The historic vote last night in the House of Representatives for health care reform is incredibly important. We should all celebrate and thank Speaker Pelosi for pulling it off. Yet, as most know, the 220 to 215 majority reminds us that the struggle between strong democracy, majoritarian democracy and weak, anti-majoritarian democracy within the Democratic Party is not over, and will likely continue for some years into the future.
If the Democrats succeed in the Senate and if they make the most of this victory next year by reminding the electorate, time and time over, how historic this shift is, then the future of a stronger, more progressive majority in the U.S. may be in the cards.
The vote will put pressure on the Senate. While the narrowness of the victory will encourage some Blue Dog Democrats in the Senate to risk voting against their entire party, if they support the filibuster against the bill, they also surely must know that the Republican Party is coming after every Democrats in 2010 no matter how they vote today. The Republicans are desperate to bury this victory. And those in the House who voted against their own party know, when and if reform comes will change the politics in their own districts.
Securing health insurance for everyone is a game-changer for both parties.

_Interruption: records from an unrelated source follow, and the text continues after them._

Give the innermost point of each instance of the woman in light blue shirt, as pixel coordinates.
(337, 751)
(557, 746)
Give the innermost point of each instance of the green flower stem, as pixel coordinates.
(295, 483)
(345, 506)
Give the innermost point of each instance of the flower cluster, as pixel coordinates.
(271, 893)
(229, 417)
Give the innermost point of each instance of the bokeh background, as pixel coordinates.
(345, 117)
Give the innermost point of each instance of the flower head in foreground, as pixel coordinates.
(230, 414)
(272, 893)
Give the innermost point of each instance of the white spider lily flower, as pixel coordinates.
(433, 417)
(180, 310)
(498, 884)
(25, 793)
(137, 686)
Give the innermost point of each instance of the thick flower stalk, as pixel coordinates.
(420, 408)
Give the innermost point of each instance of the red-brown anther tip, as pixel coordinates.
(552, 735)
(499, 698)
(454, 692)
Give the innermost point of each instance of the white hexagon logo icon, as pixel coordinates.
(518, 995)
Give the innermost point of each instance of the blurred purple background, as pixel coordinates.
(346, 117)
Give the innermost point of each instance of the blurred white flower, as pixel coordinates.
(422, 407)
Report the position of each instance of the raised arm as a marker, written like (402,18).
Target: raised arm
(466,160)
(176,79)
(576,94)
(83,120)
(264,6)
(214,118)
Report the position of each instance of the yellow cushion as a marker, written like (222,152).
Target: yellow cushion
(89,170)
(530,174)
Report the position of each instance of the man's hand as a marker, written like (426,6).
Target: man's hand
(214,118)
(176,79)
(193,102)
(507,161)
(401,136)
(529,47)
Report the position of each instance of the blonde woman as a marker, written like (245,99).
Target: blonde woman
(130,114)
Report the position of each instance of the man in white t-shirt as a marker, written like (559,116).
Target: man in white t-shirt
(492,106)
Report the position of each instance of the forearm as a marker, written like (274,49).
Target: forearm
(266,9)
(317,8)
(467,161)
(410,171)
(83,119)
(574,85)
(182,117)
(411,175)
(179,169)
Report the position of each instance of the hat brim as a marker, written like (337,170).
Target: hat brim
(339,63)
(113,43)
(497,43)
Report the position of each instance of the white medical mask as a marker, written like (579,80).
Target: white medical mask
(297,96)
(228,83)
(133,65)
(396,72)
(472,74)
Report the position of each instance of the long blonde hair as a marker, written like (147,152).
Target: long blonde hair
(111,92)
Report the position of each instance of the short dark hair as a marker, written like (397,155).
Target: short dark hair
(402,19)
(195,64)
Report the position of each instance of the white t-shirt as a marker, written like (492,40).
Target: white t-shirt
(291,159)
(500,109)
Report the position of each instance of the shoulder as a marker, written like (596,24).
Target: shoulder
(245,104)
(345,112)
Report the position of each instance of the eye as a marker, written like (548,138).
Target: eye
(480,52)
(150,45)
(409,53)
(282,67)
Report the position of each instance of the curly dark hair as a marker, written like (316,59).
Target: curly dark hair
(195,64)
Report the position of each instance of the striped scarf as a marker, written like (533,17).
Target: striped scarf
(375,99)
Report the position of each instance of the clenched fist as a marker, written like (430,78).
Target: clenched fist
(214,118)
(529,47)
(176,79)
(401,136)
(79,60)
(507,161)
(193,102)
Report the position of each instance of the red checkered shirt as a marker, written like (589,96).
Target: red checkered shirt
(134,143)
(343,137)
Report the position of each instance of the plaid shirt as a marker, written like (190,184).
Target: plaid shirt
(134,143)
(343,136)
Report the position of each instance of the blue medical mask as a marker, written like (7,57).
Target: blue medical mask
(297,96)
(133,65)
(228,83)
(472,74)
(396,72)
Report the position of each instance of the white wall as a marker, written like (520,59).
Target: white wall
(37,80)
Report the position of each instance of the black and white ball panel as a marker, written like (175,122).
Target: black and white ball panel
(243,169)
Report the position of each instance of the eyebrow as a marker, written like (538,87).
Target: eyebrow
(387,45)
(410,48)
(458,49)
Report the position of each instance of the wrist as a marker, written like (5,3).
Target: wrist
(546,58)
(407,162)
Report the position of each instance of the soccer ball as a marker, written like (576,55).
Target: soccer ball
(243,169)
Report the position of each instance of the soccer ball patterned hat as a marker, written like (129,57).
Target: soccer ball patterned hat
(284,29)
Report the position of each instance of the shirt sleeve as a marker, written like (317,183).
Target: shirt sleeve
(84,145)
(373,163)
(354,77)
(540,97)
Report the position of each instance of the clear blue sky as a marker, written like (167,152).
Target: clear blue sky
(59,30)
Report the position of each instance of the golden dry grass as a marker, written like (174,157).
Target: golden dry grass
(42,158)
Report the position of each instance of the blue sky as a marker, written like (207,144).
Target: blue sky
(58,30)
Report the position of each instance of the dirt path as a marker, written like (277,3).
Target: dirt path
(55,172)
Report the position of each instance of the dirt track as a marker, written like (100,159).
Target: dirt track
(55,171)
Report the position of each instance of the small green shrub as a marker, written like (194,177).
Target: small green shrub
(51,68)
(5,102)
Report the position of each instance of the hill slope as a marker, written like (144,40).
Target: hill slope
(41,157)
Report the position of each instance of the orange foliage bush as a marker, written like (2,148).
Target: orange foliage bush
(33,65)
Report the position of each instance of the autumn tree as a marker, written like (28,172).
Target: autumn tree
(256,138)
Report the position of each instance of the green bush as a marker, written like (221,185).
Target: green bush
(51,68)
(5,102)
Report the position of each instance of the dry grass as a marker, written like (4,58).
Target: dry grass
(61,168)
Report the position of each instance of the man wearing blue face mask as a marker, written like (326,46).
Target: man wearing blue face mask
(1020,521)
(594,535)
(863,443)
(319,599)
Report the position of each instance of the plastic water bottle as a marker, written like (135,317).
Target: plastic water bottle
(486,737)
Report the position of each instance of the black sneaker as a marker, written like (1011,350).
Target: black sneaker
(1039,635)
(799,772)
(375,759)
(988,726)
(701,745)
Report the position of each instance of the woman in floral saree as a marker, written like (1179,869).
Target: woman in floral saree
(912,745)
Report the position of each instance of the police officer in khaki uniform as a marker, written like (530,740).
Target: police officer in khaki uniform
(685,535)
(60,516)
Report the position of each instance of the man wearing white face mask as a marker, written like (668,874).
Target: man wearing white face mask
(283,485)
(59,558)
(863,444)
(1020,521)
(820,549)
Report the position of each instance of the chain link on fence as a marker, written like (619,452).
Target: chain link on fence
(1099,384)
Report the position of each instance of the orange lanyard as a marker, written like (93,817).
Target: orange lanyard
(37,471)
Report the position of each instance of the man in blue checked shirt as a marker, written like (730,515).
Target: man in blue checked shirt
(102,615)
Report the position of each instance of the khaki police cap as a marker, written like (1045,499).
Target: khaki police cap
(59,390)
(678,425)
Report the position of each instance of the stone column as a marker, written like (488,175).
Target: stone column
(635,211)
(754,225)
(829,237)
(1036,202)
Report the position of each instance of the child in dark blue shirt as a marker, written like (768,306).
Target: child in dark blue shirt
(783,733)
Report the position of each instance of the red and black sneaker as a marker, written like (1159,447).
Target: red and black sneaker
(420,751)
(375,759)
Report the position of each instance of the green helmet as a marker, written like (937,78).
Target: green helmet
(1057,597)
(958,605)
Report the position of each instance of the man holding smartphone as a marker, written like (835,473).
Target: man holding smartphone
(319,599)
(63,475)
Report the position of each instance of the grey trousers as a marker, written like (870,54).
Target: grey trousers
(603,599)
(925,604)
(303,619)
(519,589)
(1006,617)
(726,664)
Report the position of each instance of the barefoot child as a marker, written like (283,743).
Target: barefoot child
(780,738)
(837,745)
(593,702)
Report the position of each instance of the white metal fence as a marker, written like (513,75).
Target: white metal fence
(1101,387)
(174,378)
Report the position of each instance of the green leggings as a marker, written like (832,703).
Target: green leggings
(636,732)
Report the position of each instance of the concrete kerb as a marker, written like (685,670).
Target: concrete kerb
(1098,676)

Still, a very substantial fraction of the Democratic Party is holding tight to the politics that brought them, sectional politics, "red" versus "blue" politics, betting that it will still hold in 2010. But sectional politics may just be beginning to break up.
The next month and the next years will be crucial for all of us who hope for, who wait for, a democracy of days, a democracy that battles to make daily life for ordinary people more secure in the United States, and not just with health care reform.
William Faulkner, in Requiem for a Nun, wrote, "The past is never dead; it is not even past."
But maybe this time the past is beginning to be past.